Museum Bahari dan Menara Syahbandar sepertinya tidak terlalu menarik perhatian, karena letaknya yang tanggung. Iya, kalau naik mobil rasanya tanggung untuk menghentikan kendaraan di sini. Apalagi kalau dalam kondisi ramai.
Dan menurut rumor yang berkembang, banyak orang yang malas mengunjungi tempat ini karena katanya spooky alias menyeramkan.
Kami juga tidak sengaja datang ke sini. Awalnya ingin mengunjungi Museum Fattahillah di Kota Tua. Namun, tahu sendiri bagaimana kondisi daerah Kota Tua di akhir pekan. Ramaiiiii sekali. Susah cari parkir dan aah malas kalau mengunjungi tempat yang terlalu ramai. Biasanya jadi banyak sampah.
Akhirnya, saya dan keluarga berputar sedikit dan menepikan kendaraan di area Pasar Ikan, masih di wilayah Kota Lama yang dipenuhi bangunan unik peninggalan penjajah Belanda. Di sini, kita bisa menepi sejenak dan mengunjungi Museum Bahari dan Menara Syahbandar Jakarta.
Museum Bahari yang Misterius

Kenapa saya menyebutnya misterius? Karena Museum ini tidak begitu populer dan tidak banyak orang yang membicarakannya. Kalaupun ada, komentarnya kurang mengenakkan. Padahal, kalau kita mampir sejenak di sana, dalamnya ternyata tidak seperti anggapan orang.

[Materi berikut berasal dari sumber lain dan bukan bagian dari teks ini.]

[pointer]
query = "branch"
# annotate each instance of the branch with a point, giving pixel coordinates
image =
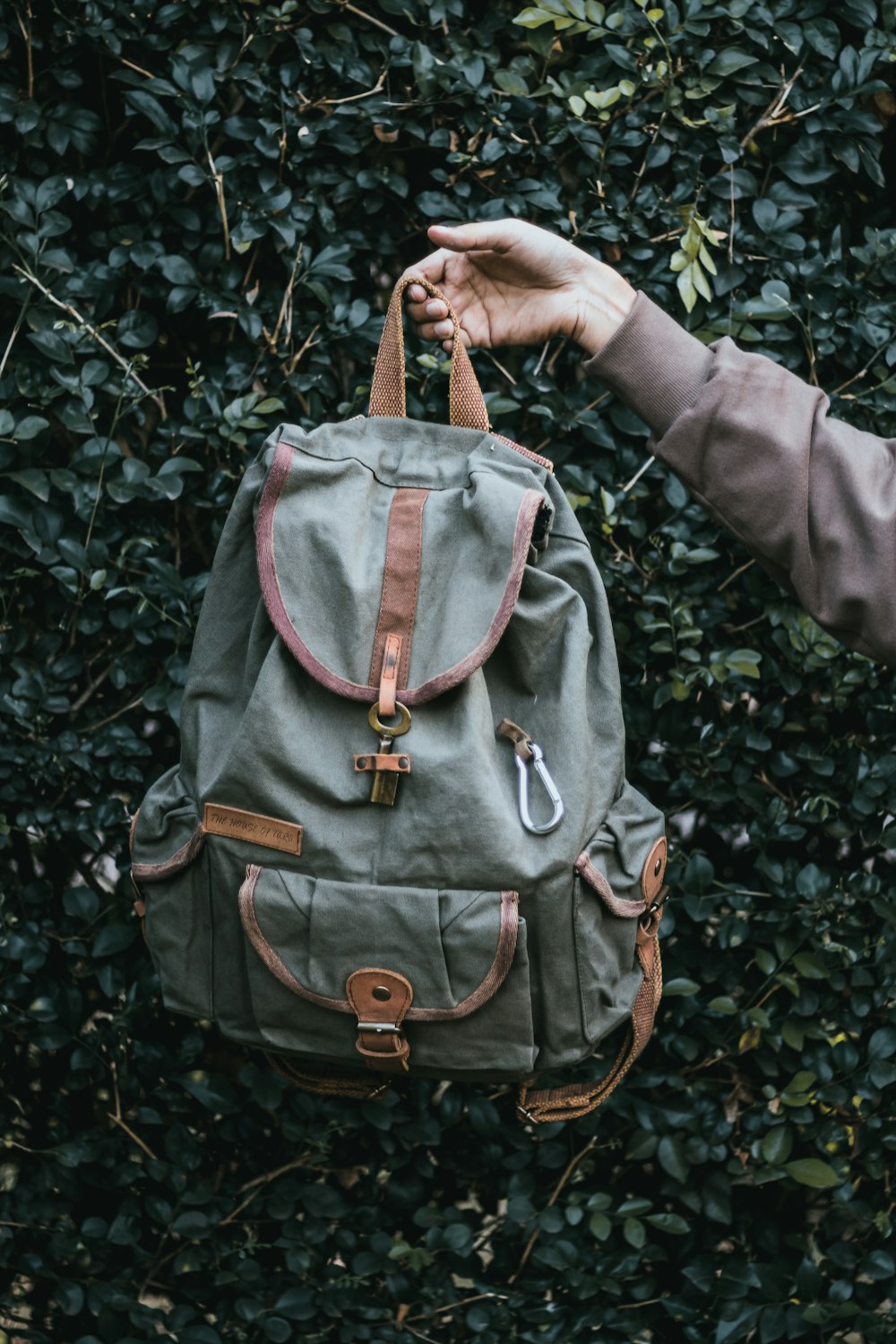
(91, 331)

Justru tempat ini wajib dikunjungi bagi teman-teman yang suka menapaki peninggalan sejarah negeri kita.
Pertama, kita akan masuk ke area Menara Syahbandar. Namun di sini kita hanya membeli tiket dan mencari guide untuk mengantarkan berkeliling. Saya bertemu dengan seorang bapak berusia paruh baya yang agak gemuk dan berpenampilan tidak begitu rapi.
Di awal, saya memang underestimating beliau. “Yakin nih bisa memandu kami?” begitu kata hati saya. Namun, pepatah Don’t Judge A Book by Its Cover itu benaaaar adanya. Bapak ini, boleh jadi penampilannya sederhana. Namun ternyata selain memang berpengalaman menjadi pemandu dan punya pengetahuan yang cukup baik, beliau juga bisa berbicara 5 bahasa.
Terbukti, di tengah jalan ketika kami bertemu turis Jepang, beliau mengajak bicara turis ini dengan bahasa Jepang. Begitu pun ketika bertemu dengan turis Spanyol, diajaknya bicara dengan bahasa Spanyol. Dengan anak-anak saya, dia sering berbicara bahasa Inggris.
Arsitektur Museum dan Gudang Rempah

contoh rempah yang dulu disimpan di goedang rempah
Museum Bahari ini dulunya merupakan gudang rempah-rempah. Di masa kolonial Belanda, rempah-rempah yang dikumpulkan oleh bangsa Belanda untuk menghidupi negeri mereka dikumpulkan di sini. Tak aneh, ruangan-ruangannya memang serupa gudang. Dengan jendela dan pintu besar yang mencirikannya.
Di seberang gudang rempah ini terdapat bangunan yang dulunya adalah kantor VOC. Hanya sayangnya, sekarang bangunan ini dimiliki oleh swasta dan saya berharapnya menemukan museum lain di dalamnya. Tapi ternyata tidak ada. Bangunan ini sekarang alih fungsi menjadi café.
Gudang Rempah ini berada di samping muara Sungan Ciliwung. Menurut saya, sungai ini dulunya digunakan bagi kapal-kapal kecil untuk mengangkut rempah-rempah untuk dibawa ke kapal tongkang.
Konon, pada masa pendudukan Jepang, bangunan ini digunakan sebagai gudang logistik para tentara Jepang.
Oya, dari segi arsitektur, ada satu yang menarik. Jendela besar museum Bahari ini sangat rendah hingga mencapai lantai. Ternyata, aslinya jendela-jendela ini tinggi lho. Tapi karena struktur tanah di bawahnya, bangunan ini makin turun, langit-langitnya pun semakin rendah.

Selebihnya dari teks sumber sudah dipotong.